No fixed limit (There are no fixed limits to the size of the dataset you can use for training models with Amazon SageMaker.)
Which of the following is a new Amazon SageMaker capability that enables machine learning models to train once and run anywhere in the cloud and at the edge?
- SageMaker Neo
- SageMaker Search
- Batch Transform
- Jupyter Notebooks
SageMaker Neo
A Python developer is planning to develop a machine learning model to predict real estate prices using a Jupyter notebook and train and deploy this model in a high available and scalable manner. The developer wishes to avoid worrying about provisioning sufficient capacity for this model. Which of the following services is best suited for this?
Amazon SageMaker (SageMaker is the only scalable solution that is both fully managed and uses Jupyter notebooks.)
Which open-source Web interface provides you with a easy way to run scripts, manage the Hive metastore, and view HDFS?
- Apache Zeppelin
- Ganglia
- YARN Resource Manager
- Hue
-Hue
(Hue (Hadoop User Experience) is an open-source, web-based, graphical user interface for use with Amazon EMR and Apache Hadoop.

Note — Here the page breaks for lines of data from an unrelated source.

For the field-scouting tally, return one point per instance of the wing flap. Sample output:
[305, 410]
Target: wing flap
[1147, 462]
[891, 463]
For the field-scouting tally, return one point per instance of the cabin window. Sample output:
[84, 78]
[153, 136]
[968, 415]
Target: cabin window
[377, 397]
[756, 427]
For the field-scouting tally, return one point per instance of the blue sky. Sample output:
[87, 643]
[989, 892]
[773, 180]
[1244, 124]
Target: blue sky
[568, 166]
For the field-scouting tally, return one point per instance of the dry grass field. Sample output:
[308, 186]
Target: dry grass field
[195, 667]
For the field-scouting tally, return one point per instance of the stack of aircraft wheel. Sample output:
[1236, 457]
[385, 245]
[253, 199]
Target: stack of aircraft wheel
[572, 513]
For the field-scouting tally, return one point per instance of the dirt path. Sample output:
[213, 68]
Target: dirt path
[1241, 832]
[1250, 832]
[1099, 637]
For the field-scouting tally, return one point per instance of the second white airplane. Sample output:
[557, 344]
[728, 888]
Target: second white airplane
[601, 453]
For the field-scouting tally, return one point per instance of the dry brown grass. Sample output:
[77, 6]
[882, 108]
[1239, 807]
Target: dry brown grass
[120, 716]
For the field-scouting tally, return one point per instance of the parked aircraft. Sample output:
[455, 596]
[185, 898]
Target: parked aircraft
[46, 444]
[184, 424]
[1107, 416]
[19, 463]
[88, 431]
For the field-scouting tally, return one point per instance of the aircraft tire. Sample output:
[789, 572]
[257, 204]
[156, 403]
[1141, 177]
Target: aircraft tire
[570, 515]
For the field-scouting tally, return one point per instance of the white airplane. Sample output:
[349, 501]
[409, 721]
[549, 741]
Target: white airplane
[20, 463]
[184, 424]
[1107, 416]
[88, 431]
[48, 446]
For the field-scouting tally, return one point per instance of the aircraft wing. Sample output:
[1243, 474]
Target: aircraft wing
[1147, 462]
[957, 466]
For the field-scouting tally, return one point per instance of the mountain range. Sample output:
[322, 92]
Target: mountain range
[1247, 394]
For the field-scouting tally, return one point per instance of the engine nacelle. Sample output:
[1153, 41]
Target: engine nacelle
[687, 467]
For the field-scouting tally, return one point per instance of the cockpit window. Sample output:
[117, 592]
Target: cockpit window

Hue groups together several different Hadoop ecosystem projects into a configurable interface for your Amazon EMR cluster. Further information: http://docs.aws.amazon.com/emr/latest/ReleaseGuide/emr-hue.html)
Which of the following are the 4 modules (libraries) of Spark? (Choose 4)
- Apache Mesos
- SparkSQL
- Spark Streaming
- GraphX
- MLlib
- YARN
- SparkSQL
- Spark Streaming
- GraphX
- MLlib
Which of the following does Spark Streaming use to consume data from a Kinesis Stream?
- Kinesis Client Library
- Kinesis Consumer Library
- Kinesis Connector Library
- Kinesis Producer Library
Kinesis Client Library
(Spark Streaming uses the Kinesis Client Library (KCL) to consume data from a Kinesis stream. KCL handles complex tasks like load balancing, failure recovery, and check-pointing. Further information: https://spark.apache.org/docs/latest/streaming-kinesis-integration.html)
True or False: EBS volumes used with EMR persist after the cluster is terminated.
False
(When EBS volumes are used with EMR, the volumes do not persist after cluster termination. Compare this to how EBS behaves when used with an ordinary RC2 instance: it is possible for the volume to persist after its instance is terminated.)